The findings are set out in a working paper, "Sexual Identity, Earnings, and Labour Market Dynamics: New Evidence from Longitudinal Data in Australia," published today by the Melbourne Institute of Applied Economic and Social Research.
The study also found that lesbians work about 20 per cent more hours than heterosexual women.
"Lesbian women earn more than their heterosexual counterparts not because they are paid better, but because they work so much more," said Prof Wooden.
"One explanation for the increased earnings and longer work hours of lesbians might be that this group are less likely to have children than heterosexual women," Prof Wooden said.
The report found that lesbians who had a partner had a higher wage than those without partners.
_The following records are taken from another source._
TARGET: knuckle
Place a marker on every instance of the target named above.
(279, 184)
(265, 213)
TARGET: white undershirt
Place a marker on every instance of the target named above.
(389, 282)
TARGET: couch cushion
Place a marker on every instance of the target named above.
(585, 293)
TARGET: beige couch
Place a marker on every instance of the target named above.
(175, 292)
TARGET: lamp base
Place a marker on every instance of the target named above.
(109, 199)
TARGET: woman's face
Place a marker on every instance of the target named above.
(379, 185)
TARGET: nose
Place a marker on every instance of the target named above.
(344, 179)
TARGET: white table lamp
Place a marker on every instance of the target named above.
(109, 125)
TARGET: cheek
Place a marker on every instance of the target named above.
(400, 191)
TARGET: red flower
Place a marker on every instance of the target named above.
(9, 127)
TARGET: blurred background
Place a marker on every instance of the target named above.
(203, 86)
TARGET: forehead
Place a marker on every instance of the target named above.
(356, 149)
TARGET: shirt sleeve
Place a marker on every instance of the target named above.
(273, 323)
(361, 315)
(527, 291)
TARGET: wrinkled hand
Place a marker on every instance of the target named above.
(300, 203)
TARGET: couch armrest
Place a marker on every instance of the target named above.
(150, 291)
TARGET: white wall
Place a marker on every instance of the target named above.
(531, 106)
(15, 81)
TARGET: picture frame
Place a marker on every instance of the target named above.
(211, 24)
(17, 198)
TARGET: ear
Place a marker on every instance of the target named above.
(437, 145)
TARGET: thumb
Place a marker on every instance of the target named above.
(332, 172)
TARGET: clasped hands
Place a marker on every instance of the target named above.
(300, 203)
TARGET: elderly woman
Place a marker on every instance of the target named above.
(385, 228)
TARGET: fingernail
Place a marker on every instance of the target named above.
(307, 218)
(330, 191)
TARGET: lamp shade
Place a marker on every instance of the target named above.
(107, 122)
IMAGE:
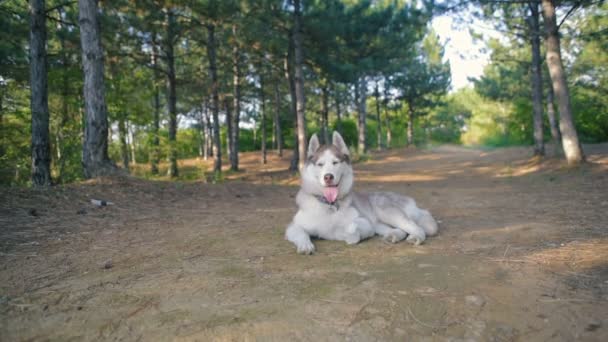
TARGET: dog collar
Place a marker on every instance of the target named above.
(323, 200)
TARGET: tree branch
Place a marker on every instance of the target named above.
(67, 3)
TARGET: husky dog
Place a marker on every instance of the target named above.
(329, 209)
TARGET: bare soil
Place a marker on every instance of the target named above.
(522, 255)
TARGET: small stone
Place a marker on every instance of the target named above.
(108, 264)
(474, 300)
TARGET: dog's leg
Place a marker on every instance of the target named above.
(359, 229)
(396, 218)
(426, 221)
(390, 234)
(300, 238)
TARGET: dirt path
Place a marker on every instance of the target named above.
(522, 255)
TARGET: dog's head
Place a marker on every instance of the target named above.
(328, 171)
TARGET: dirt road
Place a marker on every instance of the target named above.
(522, 255)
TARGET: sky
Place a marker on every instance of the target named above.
(464, 54)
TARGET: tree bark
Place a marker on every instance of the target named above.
(65, 110)
(410, 126)
(132, 146)
(95, 158)
(361, 95)
(155, 148)
(295, 159)
(299, 80)
(122, 138)
(338, 110)
(208, 132)
(201, 134)
(41, 145)
(217, 153)
(263, 118)
(236, 80)
(387, 118)
(555, 135)
(325, 114)
(571, 145)
(536, 79)
(171, 84)
(277, 119)
(379, 127)
(228, 112)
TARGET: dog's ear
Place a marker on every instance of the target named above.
(313, 145)
(340, 144)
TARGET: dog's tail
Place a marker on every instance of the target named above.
(427, 222)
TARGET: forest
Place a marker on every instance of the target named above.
(90, 88)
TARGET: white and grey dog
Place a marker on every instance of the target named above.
(329, 209)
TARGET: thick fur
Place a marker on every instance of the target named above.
(354, 216)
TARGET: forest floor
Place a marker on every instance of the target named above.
(522, 254)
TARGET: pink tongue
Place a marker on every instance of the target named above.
(330, 193)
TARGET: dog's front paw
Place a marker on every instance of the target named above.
(415, 240)
(305, 248)
(395, 236)
(353, 238)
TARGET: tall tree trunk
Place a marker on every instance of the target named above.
(572, 148)
(65, 110)
(410, 126)
(379, 127)
(295, 159)
(201, 134)
(277, 119)
(229, 136)
(325, 114)
(263, 117)
(236, 116)
(299, 80)
(132, 146)
(171, 78)
(41, 145)
(122, 138)
(95, 158)
(555, 135)
(389, 133)
(361, 98)
(387, 118)
(338, 110)
(536, 79)
(155, 149)
(208, 132)
(217, 153)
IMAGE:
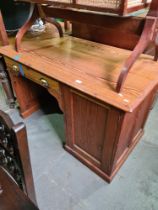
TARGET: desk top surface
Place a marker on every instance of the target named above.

Of those surveyed, 53 per cent of lesbians have partners and 47 per cent of gay men.
Part of the reason for why the pay of gay men is lower than that of heterosexual men is that their earnings do not grow at the same rate.
"We found that the wages of gay men are growing at a much slower rate than the wages of heterosexual males," Prof Wooden said.
The study also reported even larger pay gaps for men who live with a partner.
"Gay males who are most likely to be observably gay by employers—those who live with a same-sex partner—face larger earnings penalties than those who are discreet about their sexuality."
The report also found that gay men are 16% less likely to be employed and are substantially more likely to have several periods of joblessness than heterosexual men.
The research is based on the 2012 data from the Household, Income and Labour Dynamics in Australia (HILDA) Survey, which included responses from more than 10,000 people.